Co[vé]gitations : véganisme, éthique, écologie. Un billet d’Élodie Vieille Blanchard, paru dans Alternatives végétariennes n°131.

J’étais écologiste avant de devenir végane. J’avais comme une intuition, celle que notre habitat commun devait être préservé, respecté, et que tout n’y était pas permis. Je me souviens, il y a presque vingt ans, d’avoir été secouée par le film Soleil Vert, qui dépeint un futur dans lequel les ressources de la planète sont épuisées et où les humains sont nourris avec des pastilles. Censément riches en plancton des océans, celles-ci sont en réalité fabriquées avec la chair des êtres humains décédés. Dans la scène finale, Sol, l’un des personnages principaux, allongé dans l’espace technologisé où il subit une euthanasie, contemple bouleversé les images diffusées sur un écran en face de lui : un champ de fleurs, une cascade, une forêt verdoyante… Je me revois, éclatant en larmes tandis que ces images de paysages, vestiges d’un passé à jamais disparu, défilaient, l’intensité de l’émotion qu’elles créaient renforcée par la musique, la Symphonie pastorale de Beethoven.

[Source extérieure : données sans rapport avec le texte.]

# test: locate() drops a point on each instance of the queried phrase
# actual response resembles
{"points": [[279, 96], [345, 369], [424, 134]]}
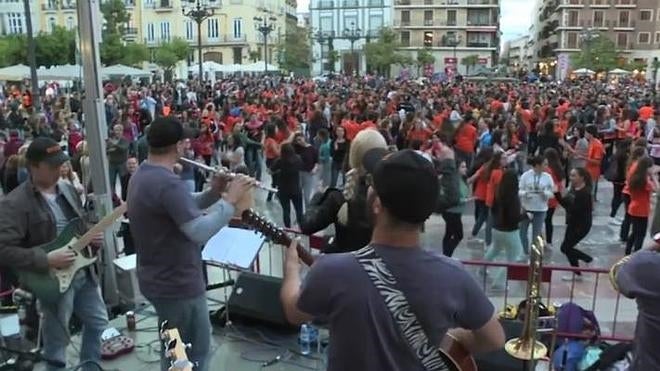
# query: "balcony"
{"points": [[163, 5], [625, 4]]}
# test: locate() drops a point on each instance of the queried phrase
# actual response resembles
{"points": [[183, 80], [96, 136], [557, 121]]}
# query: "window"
{"points": [[405, 38], [572, 18], [190, 30], [16, 21], [405, 18], [165, 31], [238, 28], [428, 18], [325, 24], [151, 32], [428, 39], [571, 40], [51, 24], [621, 40], [375, 22], [599, 18], [451, 17], [213, 28], [646, 15], [624, 18]]}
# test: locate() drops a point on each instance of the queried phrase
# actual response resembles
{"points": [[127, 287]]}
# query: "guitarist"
{"points": [[402, 194], [34, 214], [169, 225]]}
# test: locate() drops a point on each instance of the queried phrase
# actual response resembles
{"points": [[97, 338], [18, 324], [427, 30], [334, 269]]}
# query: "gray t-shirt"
{"points": [[169, 264], [363, 335], [638, 279]]}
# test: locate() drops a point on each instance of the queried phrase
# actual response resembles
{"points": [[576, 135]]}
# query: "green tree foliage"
{"points": [[295, 51], [469, 61], [381, 54], [169, 53], [598, 54]]}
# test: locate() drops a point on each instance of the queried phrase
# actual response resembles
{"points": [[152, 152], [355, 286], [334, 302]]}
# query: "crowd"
{"points": [[549, 144]]}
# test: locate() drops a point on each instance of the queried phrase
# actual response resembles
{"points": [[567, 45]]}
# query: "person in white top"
{"points": [[535, 189]]}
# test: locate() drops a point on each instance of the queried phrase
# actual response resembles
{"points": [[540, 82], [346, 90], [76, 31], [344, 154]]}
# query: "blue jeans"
{"points": [[84, 298], [538, 218], [191, 317]]}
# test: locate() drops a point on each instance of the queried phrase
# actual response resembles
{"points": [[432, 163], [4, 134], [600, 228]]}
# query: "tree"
{"points": [[597, 54], [381, 54], [169, 53], [469, 61], [424, 58], [295, 51]]}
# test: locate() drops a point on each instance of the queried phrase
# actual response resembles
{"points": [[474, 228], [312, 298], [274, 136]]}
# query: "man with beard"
{"points": [[345, 290]]}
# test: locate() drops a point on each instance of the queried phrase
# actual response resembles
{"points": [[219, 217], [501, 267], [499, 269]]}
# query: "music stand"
{"points": [[232, 249]]}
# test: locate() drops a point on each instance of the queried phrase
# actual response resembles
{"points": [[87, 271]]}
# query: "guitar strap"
{"points": [[428, 354]]}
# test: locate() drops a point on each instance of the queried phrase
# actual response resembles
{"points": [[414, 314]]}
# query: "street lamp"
{"points": [[265, 28], [199, 13], [353, 34]]}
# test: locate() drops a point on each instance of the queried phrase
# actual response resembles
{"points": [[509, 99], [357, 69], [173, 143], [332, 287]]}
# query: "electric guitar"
{"points": [[456, 357], [175, 349], [49, 286]]}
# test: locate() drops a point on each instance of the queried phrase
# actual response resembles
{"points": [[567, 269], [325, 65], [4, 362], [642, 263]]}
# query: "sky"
{"points": [[515, 20]]}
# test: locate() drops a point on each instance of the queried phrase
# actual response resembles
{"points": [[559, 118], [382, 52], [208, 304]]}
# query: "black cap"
{"points": [[166, 131], [406, 183], [43, 149]]}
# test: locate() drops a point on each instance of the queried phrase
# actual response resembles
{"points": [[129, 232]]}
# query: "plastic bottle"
{"points": [[305, 339]]}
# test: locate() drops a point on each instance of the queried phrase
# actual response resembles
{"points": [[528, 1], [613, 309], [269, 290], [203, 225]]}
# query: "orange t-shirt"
{"points": [[491, 188], [640, 201], [480, 186], [595, 152], [466, 138]]}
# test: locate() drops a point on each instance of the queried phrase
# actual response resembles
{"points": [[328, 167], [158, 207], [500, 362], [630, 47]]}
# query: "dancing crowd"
{"points": [[519, 150]]}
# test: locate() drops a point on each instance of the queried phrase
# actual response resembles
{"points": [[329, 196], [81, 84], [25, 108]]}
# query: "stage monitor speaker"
{"points": [[256, 298]]}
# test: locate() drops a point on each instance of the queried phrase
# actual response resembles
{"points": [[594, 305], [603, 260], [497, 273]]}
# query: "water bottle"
{"points": [[305, 339]]}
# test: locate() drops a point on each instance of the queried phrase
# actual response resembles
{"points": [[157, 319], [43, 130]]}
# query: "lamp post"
{"points": [[265, 27], [198, 13], [353, 34]]}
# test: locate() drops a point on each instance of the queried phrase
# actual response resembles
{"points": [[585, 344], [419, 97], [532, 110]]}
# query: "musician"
{"points": [[34, 214], [402, 188], [636, 277], [169, 227]]}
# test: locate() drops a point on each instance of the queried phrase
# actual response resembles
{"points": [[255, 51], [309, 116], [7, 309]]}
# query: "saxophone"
{"points": [[526, 347]]}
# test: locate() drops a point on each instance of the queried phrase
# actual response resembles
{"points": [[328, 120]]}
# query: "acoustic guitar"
{"points": [[49, 286], [456, 357], [175, 349]]}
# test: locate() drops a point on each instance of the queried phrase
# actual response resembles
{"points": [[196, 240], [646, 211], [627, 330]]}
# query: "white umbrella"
{"points": [[121, 70], [619, 71], [17, 72], [584, 71]]}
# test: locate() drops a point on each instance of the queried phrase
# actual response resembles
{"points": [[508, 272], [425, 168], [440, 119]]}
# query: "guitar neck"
{"points": [[101, 226]]}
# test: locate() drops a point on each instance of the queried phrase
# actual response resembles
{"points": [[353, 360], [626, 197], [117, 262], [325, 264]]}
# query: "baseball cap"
{"points": [[406, 183], [166, 131], [43, 149]]}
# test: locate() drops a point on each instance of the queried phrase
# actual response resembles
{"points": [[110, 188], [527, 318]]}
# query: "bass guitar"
{"points": [[456, 357], [49, 286]]}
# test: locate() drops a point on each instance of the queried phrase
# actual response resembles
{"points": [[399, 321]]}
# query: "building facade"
{"points": [[12, 17], [451, 30], [341, 28], [566, 25]]}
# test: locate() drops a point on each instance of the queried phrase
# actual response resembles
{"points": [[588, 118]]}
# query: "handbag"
{"points": [[428, 354]]}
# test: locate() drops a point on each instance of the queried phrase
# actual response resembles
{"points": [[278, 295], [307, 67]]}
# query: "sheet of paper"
{"points": [[234, 247]]}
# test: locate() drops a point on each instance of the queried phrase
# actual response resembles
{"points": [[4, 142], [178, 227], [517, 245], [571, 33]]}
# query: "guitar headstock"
{"points": [[175, 349], [265, 227]]}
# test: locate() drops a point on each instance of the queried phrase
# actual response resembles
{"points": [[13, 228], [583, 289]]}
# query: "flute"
{"points": [[226, 172]]}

Plus tard, au début des années 2000, j’ai été sensible, terriblement sensible aux alertes sur le dérèglement climatique. Elles n’avaient pas le même écho public qu’aujourd’hui, mais elles laissaient déjà entrevoir des perspectives assez tragiques si rien n’était fait pour changer drastiquement notre modes de vie : disparition massive d’espèces, désertification, montée du niveau de la mer, épidémies… Sans pouvoir l’argumenter, il me semblait clair qu’il fallait préserver les espaces naturels et les espèces qui y vivaient, sans quoi notre propre vie ne serait plus possible. C’est une intuition qui continue à m’animer : celle que les écosystèmes, dans leur complexité, « savent » plus que nous, et qu’il serait vain de vouloir les dominer, les modifier, parce que cela finirait indéniablement par nous retomber dessus (comme lorsqu’on crée et diffuse des organismes génétiquement modifiés, par exemple).

Tandis que l’écologisme se soucie de préserver des espèces, ou des écosystèmes, le projet antispéciste[1] se focalise sur les individus, et plus précisément sur ceux qui sont sentients, c’est-à-dire qui sont capables d’éprouver subjectivement leur vie. Une forêt est-elle sentiente ? L’espèce des hippopotames est-elle sentiente ? La réponse est négative. En conséquence, le projet de les préserver ne reposerait pas sur des arguments solides. Selon les défenseurs d’une telle vision, qui prend de l’ampleur actuellement dans le paysage animaliste et végane, seuls le bonheur et la souffrance des êtres sentients devrait nous préoccuper, ce qui pourrait potentiellement entrer en conflit avec les visions écologistes traditionnelles.

Un exemple significatif : faut-il réintroduire les grands prédateurs dans les parcs naturels ? Oui, s’enthousiasment les écologistes, à l’instar du naturaliste Pierre Rigaux en France, ou du vibrionnant George Monbiot[2] outre-Manche, qui décrivent les bénéfices multiples, en termes de richesse écosystémique, de la réintroduction du loup dans le parc national de Yellowstone, aux États-Unis. Non, affirment les tenants d’un antispécisme non écologiste, comme Thomas Lepeltier, qui défend philosophiquement le projet d’intervenir sur la prédation, source d’une souffrance incommensurable pour les animaux qui sont dévorés vivants[3]. Mais cela est-il justifié, et envisageable en pratique ? Un débat commence à se structurer entre, d’une part, les partisans de l’approche RWAS (en anglais, réduction de la souffrance des animaux sauvages) et tous les autres, qui frémissent à l’idée que l’être humain puisse s’arroger une telle prétention à régir le monde[4]. Derrière ce débat, des visions divergentes du monde, qui suggèrent qu’écologisme et antispécisme ne vont pas forcément ensemble. L’objet du dossier proposé dans ce magazine est d’apporter quelques pistes concrètes dans le sens d’une réconciliation. Au-delà, une élaboration théorique de ce projet de réconciliation est éminemment souhaitable pour tous ceux qui souhaitent voir advenir un monde à la fois plus durable et plus juste.

 

Élodie Vieille Blanchard, docteure en sciences sociales, présidente de l’AVF


[1] Yves Bonnardel, Thomas Lepeltier, Pierre Sigler, La Révolution antispéciste, PUF (2018), ouvrage recensé p.38.

[2] George Monbiot, Feral, Penguin (2013)

[3] Thomas Lepeltier, « Faut-il sauver la gazelle du lion ? », La Révolution antispéciste.

[4] À paraître prochainement, les numéros 41 et 42 des Cahiers Antispécistes reviendront en profondeur sur ces questions.